Cancer comes with a different set of rules, we have all watched a surfeit of television shows, films and even adverts where the patient is accompanied by hordes of relatives. I was not allowed to break this narrative, Helen, my other half, would accompany me and that was that. To be completely honest it was quite nice to have someone with me.
We made our way to the radiology department and sat down for the inevitable 5 hour wait, three minutes later a nurse called my name and I was marched away to another room for the torture to begin. The two radiologists had a combined age of about 20, I swear one of them hadn't yet left school.
I nervously explained about my unreasoning terror of CT scans and he calmly said, "That won't be happening today". However he still stuck a fucking great cannula in the back of my hand and I was ready for the off. There was a lot of humming and the bed ominously slid into the big donut. Some minutes later the disembodied voice said "Injecting now, don't move"
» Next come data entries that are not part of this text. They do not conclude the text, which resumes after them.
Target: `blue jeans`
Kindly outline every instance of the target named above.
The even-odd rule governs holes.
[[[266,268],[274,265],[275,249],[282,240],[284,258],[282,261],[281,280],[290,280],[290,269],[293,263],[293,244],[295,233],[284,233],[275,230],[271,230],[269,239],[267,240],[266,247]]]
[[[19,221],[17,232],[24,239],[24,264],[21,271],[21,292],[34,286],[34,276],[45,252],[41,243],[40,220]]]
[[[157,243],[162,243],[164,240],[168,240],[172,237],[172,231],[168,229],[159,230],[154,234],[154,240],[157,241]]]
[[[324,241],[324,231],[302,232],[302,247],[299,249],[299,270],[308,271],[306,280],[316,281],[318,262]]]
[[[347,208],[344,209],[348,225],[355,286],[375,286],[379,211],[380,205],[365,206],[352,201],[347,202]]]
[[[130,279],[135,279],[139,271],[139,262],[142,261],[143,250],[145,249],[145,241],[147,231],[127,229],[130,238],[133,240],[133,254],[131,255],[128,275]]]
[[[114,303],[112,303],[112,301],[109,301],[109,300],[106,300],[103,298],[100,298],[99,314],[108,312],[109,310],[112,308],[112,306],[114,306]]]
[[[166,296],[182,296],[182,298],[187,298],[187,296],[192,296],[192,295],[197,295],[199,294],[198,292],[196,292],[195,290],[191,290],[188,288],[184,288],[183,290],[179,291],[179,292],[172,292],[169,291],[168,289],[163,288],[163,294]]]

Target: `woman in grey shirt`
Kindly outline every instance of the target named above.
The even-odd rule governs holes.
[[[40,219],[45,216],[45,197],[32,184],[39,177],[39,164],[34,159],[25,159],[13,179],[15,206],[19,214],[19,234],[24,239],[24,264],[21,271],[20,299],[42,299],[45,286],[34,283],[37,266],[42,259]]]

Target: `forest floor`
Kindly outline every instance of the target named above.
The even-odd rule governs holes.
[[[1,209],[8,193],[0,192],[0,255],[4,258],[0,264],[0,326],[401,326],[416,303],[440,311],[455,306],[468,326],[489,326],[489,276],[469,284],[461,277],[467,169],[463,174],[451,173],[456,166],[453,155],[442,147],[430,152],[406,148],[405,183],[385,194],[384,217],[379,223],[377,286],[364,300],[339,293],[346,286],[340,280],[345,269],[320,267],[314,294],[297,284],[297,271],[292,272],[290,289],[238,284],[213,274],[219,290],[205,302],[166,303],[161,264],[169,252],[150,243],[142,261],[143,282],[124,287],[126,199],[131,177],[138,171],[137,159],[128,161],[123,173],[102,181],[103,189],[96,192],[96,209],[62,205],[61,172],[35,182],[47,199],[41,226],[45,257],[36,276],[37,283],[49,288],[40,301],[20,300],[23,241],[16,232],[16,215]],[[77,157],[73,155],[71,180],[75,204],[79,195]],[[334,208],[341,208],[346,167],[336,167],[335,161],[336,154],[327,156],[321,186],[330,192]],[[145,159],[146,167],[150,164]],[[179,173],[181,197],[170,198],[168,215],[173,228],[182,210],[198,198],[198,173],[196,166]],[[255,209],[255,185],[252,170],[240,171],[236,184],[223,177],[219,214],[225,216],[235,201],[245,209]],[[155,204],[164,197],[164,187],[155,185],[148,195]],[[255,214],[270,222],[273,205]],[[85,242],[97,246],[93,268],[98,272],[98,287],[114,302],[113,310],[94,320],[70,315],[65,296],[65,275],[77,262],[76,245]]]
The pain was intense, the needle came out of my arm and blood spattered down over the side of the bed onto the floor...oh alright, I didn't feel a thing, it was a complete anticlimax, no warm sensation, no overly stimulated arsehole, nothing. A bit more humming and the bed slid backwards and forwards a couple of times and that was it.
I hopped off the bed and thanked the two teenagers and exited smartly, still no wiser as to what was possibly wrong with me, but another scary procedure had been ticked off the list.
Onwards and upwards I guess, just if I see a tunnel, definitely stay away from the light.